DJC Drug Development Consulting



Douglas Fuhrer is a strategic consultant for medical device, small molecule and biologic therapeutic programs and was a Director of Toxicology and Pharmacology in established Biotechnology companies. He has over fifteen years experience with hands-on applications including directing teams of scientists and technicians in CRO, Large Pharma and Biotech organizations. His training and experience also includes applied animal investigation skills as a study director of GLP toxicology and safety pharmacology studies. He has completed multiple successful INDs and non-clinical programs supporting clinical development and leading to strong regulatory submissions of preIND briefing packages, INDs, NDAs and global equivalents. He has advanced treatments in the therapeutic areas of anti-infectives, cancer, immune regulation, diabetes, CNS, prostate enlargement, and hepatitis C. Recently he provided critical support which led to the FDA advisory committee approval of an anti-fibrotic drug. He is also expert at writing risk assessment report in support of extractable leachable studies he received his Bachelor’s and Master’s of Science degrees in Biological Sciences from Northern Illinois University and his Ph.D. in Biochemistry from the University of Illinois at Urbana-Champaign. His academic work focused on signal transduction mechanisms and he is board certified in toxicology (DABT). Memberships he has include the Society of Toxicology, Safety Pharmacology Society, and American Association of Pharmaceutical Scientists. He is also a founder and manager of the LinkedIn Biopharma Interest Group (BIG).

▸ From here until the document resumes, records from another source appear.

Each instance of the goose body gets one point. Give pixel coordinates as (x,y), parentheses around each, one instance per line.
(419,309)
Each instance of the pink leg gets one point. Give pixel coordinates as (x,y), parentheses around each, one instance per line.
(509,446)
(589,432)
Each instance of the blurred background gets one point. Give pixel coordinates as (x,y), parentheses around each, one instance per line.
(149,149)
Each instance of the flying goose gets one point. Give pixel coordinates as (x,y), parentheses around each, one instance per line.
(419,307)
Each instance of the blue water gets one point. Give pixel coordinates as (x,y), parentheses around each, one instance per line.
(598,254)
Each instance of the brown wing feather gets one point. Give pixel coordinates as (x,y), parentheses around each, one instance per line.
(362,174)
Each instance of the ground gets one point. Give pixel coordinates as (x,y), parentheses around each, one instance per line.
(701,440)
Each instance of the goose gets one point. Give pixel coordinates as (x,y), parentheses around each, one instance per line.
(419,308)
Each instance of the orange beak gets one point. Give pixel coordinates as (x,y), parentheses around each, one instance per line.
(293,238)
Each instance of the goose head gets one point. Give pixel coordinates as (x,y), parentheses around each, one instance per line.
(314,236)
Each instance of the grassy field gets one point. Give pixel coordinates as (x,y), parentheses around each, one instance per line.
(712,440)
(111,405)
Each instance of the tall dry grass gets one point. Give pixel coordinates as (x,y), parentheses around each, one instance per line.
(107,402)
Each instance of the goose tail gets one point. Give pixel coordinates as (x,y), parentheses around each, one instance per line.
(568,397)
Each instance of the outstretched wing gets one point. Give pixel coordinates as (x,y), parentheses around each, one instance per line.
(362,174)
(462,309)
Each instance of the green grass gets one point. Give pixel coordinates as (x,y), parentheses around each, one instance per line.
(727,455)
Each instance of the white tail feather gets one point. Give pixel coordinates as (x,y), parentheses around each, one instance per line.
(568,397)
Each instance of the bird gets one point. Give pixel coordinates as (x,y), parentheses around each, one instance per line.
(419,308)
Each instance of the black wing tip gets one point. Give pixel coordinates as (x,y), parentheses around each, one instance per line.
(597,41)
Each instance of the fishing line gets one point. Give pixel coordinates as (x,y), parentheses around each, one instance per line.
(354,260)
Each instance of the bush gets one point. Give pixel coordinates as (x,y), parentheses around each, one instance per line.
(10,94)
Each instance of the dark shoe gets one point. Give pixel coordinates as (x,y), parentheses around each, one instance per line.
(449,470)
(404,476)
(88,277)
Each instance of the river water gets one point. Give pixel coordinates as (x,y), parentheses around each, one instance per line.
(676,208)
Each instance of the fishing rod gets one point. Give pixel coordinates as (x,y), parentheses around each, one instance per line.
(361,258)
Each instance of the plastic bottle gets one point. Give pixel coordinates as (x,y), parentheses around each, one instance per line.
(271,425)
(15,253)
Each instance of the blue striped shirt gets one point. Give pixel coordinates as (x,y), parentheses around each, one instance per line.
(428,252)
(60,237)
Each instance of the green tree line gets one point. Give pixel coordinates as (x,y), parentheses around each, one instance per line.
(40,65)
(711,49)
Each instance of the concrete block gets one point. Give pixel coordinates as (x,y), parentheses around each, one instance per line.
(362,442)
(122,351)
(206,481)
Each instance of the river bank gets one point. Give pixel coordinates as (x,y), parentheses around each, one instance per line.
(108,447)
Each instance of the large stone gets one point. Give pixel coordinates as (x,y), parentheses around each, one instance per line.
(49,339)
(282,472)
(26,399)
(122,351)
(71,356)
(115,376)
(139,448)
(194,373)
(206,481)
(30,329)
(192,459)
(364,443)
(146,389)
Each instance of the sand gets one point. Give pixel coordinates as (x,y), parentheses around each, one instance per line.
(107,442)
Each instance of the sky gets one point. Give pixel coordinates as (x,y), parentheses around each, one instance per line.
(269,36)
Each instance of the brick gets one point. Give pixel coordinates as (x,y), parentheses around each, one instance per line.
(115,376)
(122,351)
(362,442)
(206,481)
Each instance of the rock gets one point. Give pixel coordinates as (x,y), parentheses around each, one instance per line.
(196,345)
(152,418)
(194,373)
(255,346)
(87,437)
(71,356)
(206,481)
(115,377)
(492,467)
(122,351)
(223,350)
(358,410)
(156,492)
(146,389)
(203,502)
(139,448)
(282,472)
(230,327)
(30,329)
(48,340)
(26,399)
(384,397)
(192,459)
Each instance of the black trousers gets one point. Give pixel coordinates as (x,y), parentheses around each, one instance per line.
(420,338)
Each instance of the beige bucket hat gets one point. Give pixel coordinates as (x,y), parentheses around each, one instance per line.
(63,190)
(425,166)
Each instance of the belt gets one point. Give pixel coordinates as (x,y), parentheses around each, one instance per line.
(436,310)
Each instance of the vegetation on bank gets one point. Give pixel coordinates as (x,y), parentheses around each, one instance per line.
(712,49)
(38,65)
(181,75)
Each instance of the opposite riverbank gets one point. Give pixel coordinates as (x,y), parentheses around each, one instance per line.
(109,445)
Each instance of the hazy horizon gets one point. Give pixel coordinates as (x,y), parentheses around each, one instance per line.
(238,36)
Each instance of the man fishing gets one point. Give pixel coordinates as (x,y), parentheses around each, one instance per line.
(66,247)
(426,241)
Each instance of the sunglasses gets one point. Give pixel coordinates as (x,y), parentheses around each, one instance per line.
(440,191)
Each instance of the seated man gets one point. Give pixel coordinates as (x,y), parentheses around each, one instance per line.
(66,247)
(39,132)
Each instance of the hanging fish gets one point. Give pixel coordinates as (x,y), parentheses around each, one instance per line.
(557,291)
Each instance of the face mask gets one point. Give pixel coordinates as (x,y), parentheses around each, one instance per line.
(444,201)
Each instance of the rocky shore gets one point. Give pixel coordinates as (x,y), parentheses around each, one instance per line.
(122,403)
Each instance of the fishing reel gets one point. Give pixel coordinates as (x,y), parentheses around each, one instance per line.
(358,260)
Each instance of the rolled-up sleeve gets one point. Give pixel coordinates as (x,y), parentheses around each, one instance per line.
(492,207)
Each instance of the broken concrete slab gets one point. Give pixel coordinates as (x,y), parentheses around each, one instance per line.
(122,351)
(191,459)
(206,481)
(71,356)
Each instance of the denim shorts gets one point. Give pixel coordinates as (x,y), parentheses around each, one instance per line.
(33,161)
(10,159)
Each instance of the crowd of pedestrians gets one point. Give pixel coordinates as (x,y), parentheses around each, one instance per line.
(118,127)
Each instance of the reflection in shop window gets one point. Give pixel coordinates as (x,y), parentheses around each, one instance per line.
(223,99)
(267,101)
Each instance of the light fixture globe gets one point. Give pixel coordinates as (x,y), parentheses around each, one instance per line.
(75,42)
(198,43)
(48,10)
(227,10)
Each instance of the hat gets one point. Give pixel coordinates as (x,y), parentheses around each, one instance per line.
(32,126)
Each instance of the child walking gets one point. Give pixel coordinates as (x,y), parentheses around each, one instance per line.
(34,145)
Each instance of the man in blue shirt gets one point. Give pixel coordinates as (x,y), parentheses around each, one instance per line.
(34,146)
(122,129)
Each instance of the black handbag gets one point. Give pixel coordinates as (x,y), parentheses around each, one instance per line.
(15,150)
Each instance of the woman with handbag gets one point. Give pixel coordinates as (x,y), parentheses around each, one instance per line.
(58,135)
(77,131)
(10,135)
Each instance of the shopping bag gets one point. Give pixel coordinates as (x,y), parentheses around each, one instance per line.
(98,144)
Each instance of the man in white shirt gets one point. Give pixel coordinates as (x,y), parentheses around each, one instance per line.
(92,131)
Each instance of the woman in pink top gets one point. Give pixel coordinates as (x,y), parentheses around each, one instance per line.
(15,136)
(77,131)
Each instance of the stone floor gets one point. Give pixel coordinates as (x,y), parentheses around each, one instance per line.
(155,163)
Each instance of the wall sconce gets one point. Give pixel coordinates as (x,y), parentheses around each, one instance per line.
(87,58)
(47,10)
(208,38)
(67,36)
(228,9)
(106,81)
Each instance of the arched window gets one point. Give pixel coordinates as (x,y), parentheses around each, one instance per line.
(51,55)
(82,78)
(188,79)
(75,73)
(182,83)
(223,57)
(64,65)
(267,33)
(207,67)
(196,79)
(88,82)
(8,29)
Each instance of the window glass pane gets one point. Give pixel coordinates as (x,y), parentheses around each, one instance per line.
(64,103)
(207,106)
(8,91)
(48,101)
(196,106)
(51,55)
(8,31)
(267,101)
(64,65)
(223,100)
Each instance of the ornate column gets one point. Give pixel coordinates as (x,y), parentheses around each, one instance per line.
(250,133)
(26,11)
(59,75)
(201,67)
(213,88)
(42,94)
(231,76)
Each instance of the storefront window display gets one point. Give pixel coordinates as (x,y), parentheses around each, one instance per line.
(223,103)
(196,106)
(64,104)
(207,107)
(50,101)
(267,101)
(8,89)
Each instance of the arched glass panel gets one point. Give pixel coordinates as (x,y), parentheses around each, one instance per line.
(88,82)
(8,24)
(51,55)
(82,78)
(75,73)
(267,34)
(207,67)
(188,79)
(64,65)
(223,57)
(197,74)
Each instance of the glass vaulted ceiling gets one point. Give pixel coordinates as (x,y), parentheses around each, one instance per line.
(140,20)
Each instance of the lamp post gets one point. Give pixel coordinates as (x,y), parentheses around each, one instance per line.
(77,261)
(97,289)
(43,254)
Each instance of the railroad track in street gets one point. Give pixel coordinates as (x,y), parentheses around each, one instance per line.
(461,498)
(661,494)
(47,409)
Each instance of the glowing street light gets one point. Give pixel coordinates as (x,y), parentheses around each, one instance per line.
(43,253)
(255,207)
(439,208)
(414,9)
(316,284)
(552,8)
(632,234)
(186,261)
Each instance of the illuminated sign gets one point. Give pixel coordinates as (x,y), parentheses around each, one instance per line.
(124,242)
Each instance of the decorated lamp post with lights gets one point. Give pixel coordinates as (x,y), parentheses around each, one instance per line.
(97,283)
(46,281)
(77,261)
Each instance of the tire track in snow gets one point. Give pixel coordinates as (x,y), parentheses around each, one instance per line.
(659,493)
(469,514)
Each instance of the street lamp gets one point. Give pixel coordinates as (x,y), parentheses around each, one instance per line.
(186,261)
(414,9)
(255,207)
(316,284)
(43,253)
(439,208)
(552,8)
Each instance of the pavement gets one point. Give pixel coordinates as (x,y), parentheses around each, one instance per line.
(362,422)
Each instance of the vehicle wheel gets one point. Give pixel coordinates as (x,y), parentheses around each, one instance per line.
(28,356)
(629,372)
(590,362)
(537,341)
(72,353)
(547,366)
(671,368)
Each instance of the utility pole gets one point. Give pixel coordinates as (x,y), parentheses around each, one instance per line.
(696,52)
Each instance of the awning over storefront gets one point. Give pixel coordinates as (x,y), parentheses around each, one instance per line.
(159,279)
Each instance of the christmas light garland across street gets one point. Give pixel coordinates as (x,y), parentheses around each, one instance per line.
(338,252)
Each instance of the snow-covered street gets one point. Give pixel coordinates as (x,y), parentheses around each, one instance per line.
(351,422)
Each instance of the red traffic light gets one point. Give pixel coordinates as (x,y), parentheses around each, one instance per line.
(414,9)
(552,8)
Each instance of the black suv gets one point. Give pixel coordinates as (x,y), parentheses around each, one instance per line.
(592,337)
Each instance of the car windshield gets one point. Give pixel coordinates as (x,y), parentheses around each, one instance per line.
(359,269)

Intracellular components of signal of transduction are both therapeutic targets and targets of toxicity. The translation of a plethora of activating and inhibiting signals by a cell signals a cumulative response which can help bring a body back to reach cellular and systemic homeostasis. Understanding cellular specific mechanisms of signal transduction allows the development of target focused pharmaceuticals and avoidance of off-target responses. Predictive toxicity programs, in vitro assays and animal therapeutic models can only provide limited clinical efficacy and safety information. A harmonization of all available signaling information allows the dissection of pathways to identify targets of limited cross-talk to other critical signaling cascades. When in the process of regulatory safety assessment studies, by understanding cellular signal transduction unexpected, an optimized therapeutic index with an immaculate report is possible. The ability to understand and distinguish similarities and differences between toxicity species and the clinic is also central to this application, leading to quick first in man studies and clean clinical trials.